Tricky path?  I have no idea.

 From what I have read, there are two file system event tracking  
systems... the first for system OS X 10.4 which forces all fs events  
out and can lead to buffer overloads, and the second for system OS X  
10.5 which writes to a log file when there are processing resources  
to do so... and sends notification after such epochs in which it did  
not have the resources and was not able to log all events.

The source I pointed you towards works with the 10.4 live publishing  
scheme (no log).  Which is great because I am using 10.4.11.  The  
later logging scheme might listen in on the same file system event  
publishing mechanism... I don't know.  Ideally, the external would  
work with both systems.  The idea of the log if you can and notify if  
you can't mechanism of 10.5 solution is that the client would respond  
to the buffer overload notification by initiating it's own event  
rectification by doing a manual scan of the file directory branch in  

Because I have not used either system yet, I do not know how  
frequently this overload condition comes into play... the ratio of   
missed events to properly published events.

I do not know therefore if the "tricky path" referenced by the  
"Caveat" in the fslogger docs have the bases in the mechanism itself  
or the algorithmic choices made by the original writers of this  
published source code.

Either way, I would greatly appreciate a stab at an external that  
would make this fsevents data available to xtalk stacks and projects.
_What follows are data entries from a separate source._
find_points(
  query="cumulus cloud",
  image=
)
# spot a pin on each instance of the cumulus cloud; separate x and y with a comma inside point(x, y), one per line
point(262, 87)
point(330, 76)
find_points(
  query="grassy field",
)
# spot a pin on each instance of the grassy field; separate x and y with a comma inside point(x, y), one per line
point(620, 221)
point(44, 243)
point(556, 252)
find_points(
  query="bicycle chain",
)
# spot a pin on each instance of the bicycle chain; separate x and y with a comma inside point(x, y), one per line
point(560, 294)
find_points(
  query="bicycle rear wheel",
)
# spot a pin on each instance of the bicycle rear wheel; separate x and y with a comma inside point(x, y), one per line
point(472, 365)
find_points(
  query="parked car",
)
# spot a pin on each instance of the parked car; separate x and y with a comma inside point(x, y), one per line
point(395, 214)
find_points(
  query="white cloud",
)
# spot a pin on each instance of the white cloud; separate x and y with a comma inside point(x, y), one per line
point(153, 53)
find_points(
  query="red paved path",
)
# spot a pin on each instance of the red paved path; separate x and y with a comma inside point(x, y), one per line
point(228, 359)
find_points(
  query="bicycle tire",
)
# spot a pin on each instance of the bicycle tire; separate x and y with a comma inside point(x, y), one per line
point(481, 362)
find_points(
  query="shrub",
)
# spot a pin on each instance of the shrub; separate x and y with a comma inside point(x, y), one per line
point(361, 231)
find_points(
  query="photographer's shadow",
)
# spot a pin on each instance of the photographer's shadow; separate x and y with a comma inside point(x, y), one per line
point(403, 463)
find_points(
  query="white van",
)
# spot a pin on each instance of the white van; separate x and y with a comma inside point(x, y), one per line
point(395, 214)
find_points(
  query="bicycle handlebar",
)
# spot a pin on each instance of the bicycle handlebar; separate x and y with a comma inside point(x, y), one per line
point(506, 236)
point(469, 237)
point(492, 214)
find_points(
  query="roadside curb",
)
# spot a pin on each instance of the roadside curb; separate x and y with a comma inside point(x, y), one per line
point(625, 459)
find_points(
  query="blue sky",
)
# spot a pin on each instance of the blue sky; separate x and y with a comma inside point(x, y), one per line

I think it would be wise of Rev as a company to work towards  
including this functionality (cross platform) into their products.    
There are ways to build protection into such capabilities to avoid  
any (or most) malware potential.

Thanks, Randall

On Jan 23, 2009, at 3:21 AM, François Chaplais wrote:

> Le 23 janv. 09 à 11:31, Thierry a écrit :
>> Hi  Randall,
>>> Here is a reposting of a link to a page describing the files  
>>> system events reporter fslogger:
>>> http://osxbook.com/software/fslogger/
>>> If anyone has the inkling or the hankering to fuse this source  
>>> into an external for xTalk on the Mac...
>>> please please please let me know.
>> From fslogger Doc :
>> Caveat:
>> The interface that fslogger uses is private to Apple.
>> Currently, there is a caveat regarding the use of this interface  
>> by third parties (including fslogger).  <.....>
>> fslogger is meant to be a learning tool. If you use it, you must  
>> understand the aforementioned caveat.
>> ---------------
>> I had a look at the C source, and will be able to do a quick  
>> external Demo, but with the information above,
>> well, it seems a bit of a tricky path to go there !  What do you  
>> think ?
>> Regards,
>> Thierry
> from what I have read, fslogger relies on a private API which is  
> used by spotlight. On the other hand, FSEvent, I think, is a public  
> API. I think it is interesting to have a look on a review of Time  
> Machine
> http://arstechnica.com/reviews/os/mac-os-x-10-5.ars/14
> which (Time Machine), incidentally, relies on FSEvents. The  
> interesting part lies in the compromises that the Apple engineers  
> had to made in order
> a) not constantly monitoring the file system activity, which can  
> bring the system to a virtual halt
> b) select the right granularity both in time and in files to have a  
> working backup which does not fill the backup disk in a few hours
> I think the "real time" requirement is too demanding; a suitable  
> time scale for scanning file events must be found that compromises  
> between reliability and system availibility.